Learn how to configure the HBase-Spark connector when both the HBase and Spark are on
the same cluster.
- If you are using the HBase-Spark3 connector, ensure that the software
version is 7.1.7 SP1 Spark3 parcel or above.
- Ensure that every Spark node has the HBase Master, Region Server, or Gateway
role assigned to it. If no HBase role is assigned to a Spark node, add the
HBase Gateway role to it, which ensures that the HBase configuration files
are available on the Spark node.

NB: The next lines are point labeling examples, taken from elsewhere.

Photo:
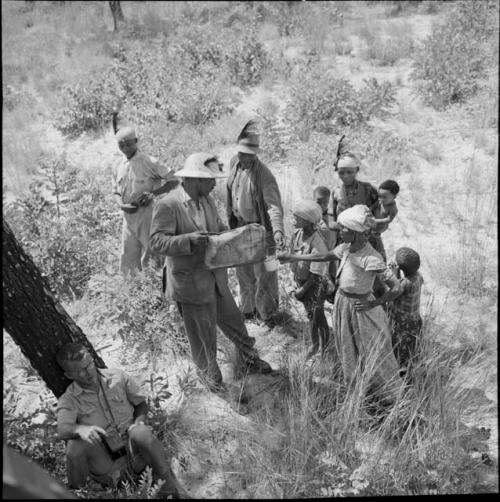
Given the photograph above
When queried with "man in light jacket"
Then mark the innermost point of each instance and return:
(253, 196)
(181, 221)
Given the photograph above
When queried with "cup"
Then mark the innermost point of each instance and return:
(271, 263)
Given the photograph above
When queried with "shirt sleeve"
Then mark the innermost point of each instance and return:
(272, 198)
(318, 246)
(374, 263)
(67, 411)
(339, 251)
(134, 395)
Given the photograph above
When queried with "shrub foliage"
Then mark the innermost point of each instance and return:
(450, 62)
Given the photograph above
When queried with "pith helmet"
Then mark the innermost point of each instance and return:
(249, 138)
(195, 167)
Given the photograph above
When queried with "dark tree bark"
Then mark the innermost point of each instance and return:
(116, 10)
(34, 319)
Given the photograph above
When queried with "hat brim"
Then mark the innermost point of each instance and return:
(189, 173)
(248, 149)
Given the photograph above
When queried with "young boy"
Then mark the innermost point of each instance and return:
(321, 195)
(404, 311)
(384, 211)
(350, 191)
(310, 277)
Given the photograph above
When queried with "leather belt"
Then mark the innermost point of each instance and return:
(354, 295)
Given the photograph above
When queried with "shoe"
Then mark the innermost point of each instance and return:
(251, 316)
(270, 323)
(258, 366)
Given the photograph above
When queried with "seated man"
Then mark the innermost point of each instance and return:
(102, 415)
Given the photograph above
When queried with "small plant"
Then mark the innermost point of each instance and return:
(450, 62)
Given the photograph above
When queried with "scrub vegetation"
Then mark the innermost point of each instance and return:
(412, 85)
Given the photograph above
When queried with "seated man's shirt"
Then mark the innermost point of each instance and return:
(87, 407)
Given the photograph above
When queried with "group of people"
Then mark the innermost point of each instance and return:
(336, 254)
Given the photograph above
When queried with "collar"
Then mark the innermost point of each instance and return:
(106, 379)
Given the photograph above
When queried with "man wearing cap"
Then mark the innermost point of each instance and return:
(137, 178)
(181, 221)
(253, 196)
(350, 191)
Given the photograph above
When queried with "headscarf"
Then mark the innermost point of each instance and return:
(408, 259)
(348, 161)
(357, 218)
(125, 133)
(309, 210)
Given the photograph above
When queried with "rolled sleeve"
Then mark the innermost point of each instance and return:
(67, 412)
(132, 389)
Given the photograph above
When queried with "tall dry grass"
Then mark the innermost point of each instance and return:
(332, 441)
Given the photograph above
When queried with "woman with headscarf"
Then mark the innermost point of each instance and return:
(310, 278)
(360, 324)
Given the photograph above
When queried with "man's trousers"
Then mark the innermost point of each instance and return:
(201, 323)
(258, 289)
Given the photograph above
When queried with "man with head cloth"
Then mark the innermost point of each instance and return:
(137, 178)
(181, 221)
(253, 196)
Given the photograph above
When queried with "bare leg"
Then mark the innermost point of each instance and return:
(82, 456)
(151, 450)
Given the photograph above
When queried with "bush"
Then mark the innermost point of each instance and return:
(136, 307)
(89, 103)
(319, 102)
(67, 225)
(450, 62)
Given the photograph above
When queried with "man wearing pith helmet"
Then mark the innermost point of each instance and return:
(137, 178)
(181, 221)
(253, 196)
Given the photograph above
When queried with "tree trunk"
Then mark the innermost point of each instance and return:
(116, 10)
(34, 319)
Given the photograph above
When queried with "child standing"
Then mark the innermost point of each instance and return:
(384, 211)
(404, 311)
(350, 191)
(321, 195)
(310, 277)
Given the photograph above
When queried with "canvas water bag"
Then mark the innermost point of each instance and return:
(241, 246)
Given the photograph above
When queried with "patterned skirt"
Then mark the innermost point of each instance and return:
(363, 342)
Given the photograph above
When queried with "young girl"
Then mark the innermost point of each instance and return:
(384, 211)
(311, 278)
(404, 312)
(350, 191)
(361, 327)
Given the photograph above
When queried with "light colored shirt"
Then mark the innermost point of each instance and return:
(198, 214)
(357, 271)
(243, 203)
(313, 244)
(88, 407)
(329, 236)
(141, 173)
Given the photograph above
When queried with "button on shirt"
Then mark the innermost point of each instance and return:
(198, 215)
(312, 245)
(141, 173)
(357, 271)
(88, 407)
(242, 195)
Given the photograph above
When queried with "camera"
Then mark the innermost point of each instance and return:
(115, 444)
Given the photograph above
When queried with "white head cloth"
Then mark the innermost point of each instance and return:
(357, 218)
(309, 210)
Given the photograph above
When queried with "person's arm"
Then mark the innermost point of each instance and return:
(118, 198)
(140, 415)
(272, 199)
(67, 428)
(289, 257)
(393, 292)
(163, 238)
(310, 281)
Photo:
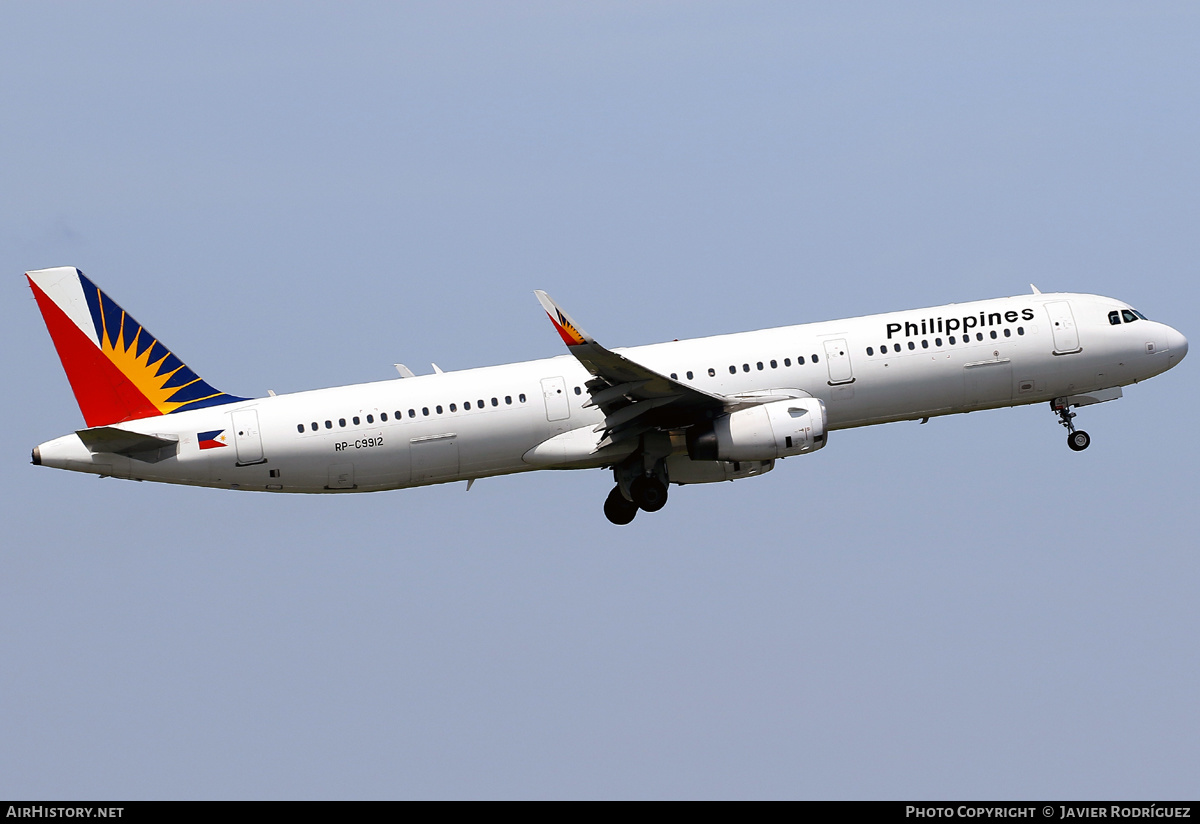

For more information, see Managing Roles.
-
Go to the Spark or Spark3 service.
-
Click the Configuration tab.
-
Ensure that the HBase service is selected in Spark
Service as a dependency.
-
Select .
-
Select .
-
Locate the
Spark Client Advanced Configuration Snippet (Safety Valve)
for spark-conf/spark-defaults.conf
property or search for it by
typing its name in the Search box.
-
Add the following properties to ensure that all required Phoenix and HBase
platform dependencies are available on the classpath for the Spark executors and
drivers:
- Spark2:
spark.executor.extraClassPath=/opt/cloudera/parcels/CDH/lib/hbase_connectors/lib/hbase-spark.jar:/opt/cloudera/parcels/CDH/lib/hbase_connectors/lib/hbase-spark-protocol-shaded.jar:/opt/cloudera/parcels/CDH/lib/hbase_connectors/lib/scala-library.jar
spark.driver.extraClassPath=/opt/cloudera/parcels/CDH/lib/hbase_connectors/lib/hbase-spark.jar:/opt/cloudera/parcels/CDH/lib/hbase_connectors/lib/hbase-spark-protocol-shaded.jar:/opt/cloudera/parcels/CDH/lib/hbase_connectors/lib/scala-library.jar
- Spark3:
spark.executor.extraClassPath=/opt/cloudera/parcels/SPARK3/lib/spark3/hbase_connectors/lib/hbase-spark3-***VERSION NUMBER***.jar:/opt/cloudera/parcels/SPARK3/lib/spark3/hbase_connectors/lib/hbase-spark3-protocol-shaded-***VERSION NUMBER***.jar
spark.driver.extraClassPath=/opt/cloudera/parcels/SPARK3/lib/spark3/hbase_connectors/lib/hbase-spark3-***VERSION NUMBER***.jar:/opt/cloudera/parcels/SPARK3/lib/spark3/hbase_connectors/lib/hbase-spark3-protocol-shaded-***VERSION NUMBER***.jar
-
Enter a Reason for change, and then click Save Changes
to commit the changes.
-
Restart the role and service when Cloudera Manager prompts you to
restart.
Perform the following steps while using HBase
RegionServer:
Edit the HBase RegionServer configuration for running Spark Filter. Spark
Filter is used when Spark SQL Where clauses are in use.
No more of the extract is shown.